Secretary of Defense Chuck Hagel warned in December, "We may have to accept the reality that not every unit will be at maximum readiness, and some kind of a tiered readiness system is, perhaps, inevitable." [Source]

He echoed comments by Army Chief of Staff Ray Odierno, who stated in October that the Army will have to move to an "extreme tiered readiness model" as it struggles to train and equip soldiers amid the ongoing fiscal crisis. [Source]

Ominous, indeed, but it's not news. That's how things have always been. As the first article states, "the military already does that to some degree as a matter of routine."

Those of us who work in sustainment know that better than most. We're get the short end of the stick on just about everything. So while human resources officer (S-1) CPT Carla L. Bender of the 101st Airborne Division got to tote a cool-looking M-4 for her otherwise desk-bound job, the truck drivers I ran outside-the-wire convoys with had to lug around the Vietnam-era M-16A2s.

Equipment isn't the only difference between high-profile units (like the 101st) and the sustainment brigade I'm in -- there's a big gap in pre-deployment training, too.
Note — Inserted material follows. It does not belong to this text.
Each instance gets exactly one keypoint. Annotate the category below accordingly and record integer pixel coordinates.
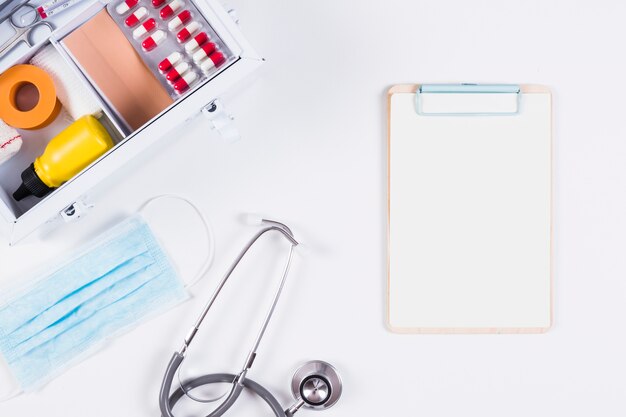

Typically, a Brigade Combat Team (BCT) will go to a national training center prior to deployment.

However, according to the July-September 2013 issue of Army Sustainment magazine, "more than a third of soldiers and units are not assigned to a BCT and are unlikely to have the opportunity to train in the high-intensity and realistic environment of a Combat Training Center."

You might think that, even in sustainment, a brigade headquarters would merit at least *some* sort of training that certified they were ready to deploy, but that's not the case. "Unlike BCTs, sustainment brigades do not have mandated training gates that must be accomplished before they are certified to deploy."

Part of the problem is that while BCTs deploy all together, sustainment units deploy as individual companies. Thus, a sustainment brigade consists solely of its headquarters and relies on "plug and play" companies to build capability.

Yet money is the real limiting factor, and "the Army remains BCT-centric in its warfighting doctrine and training methodology and places less emphasis on mission command of other units."

So it's not so much that "tiered readiness" is a new thing. Rather, it's that sequestration has brought "tiered readiness" to the combat arms community. It's that part that bothers Odierno, who's worried about the secondary effects.

"They are not going to be trained properly. That means when they go, it is going to take them longer to do it. They might have more casualties. So, to me, that is unacceptable." [Source]

More interestingly (at least from my perspective), having fewer "high tier" units will affect officer development. With unit readiness being a variable, I imagine the Army to mirror the Navy in the way it doles out command time.

"There are a lot of unfortunate [commanding officers] who take over a ship and wind up going into dry-dock for a year and a half," said Bill Hatch, a professor at the Naval Postgraduate School. "That's why some people never make it past O-6." [Source]

So maybe it's good to be in logistics. While the combat arms guys jostle each other to get their command time with a "high-tier," functional unit, we logisticians can continue writing our evaluation bullets with the same old, second-hand equipment. It may not be much, but it's better than sitting around, waiting for the next conflict to bring money in.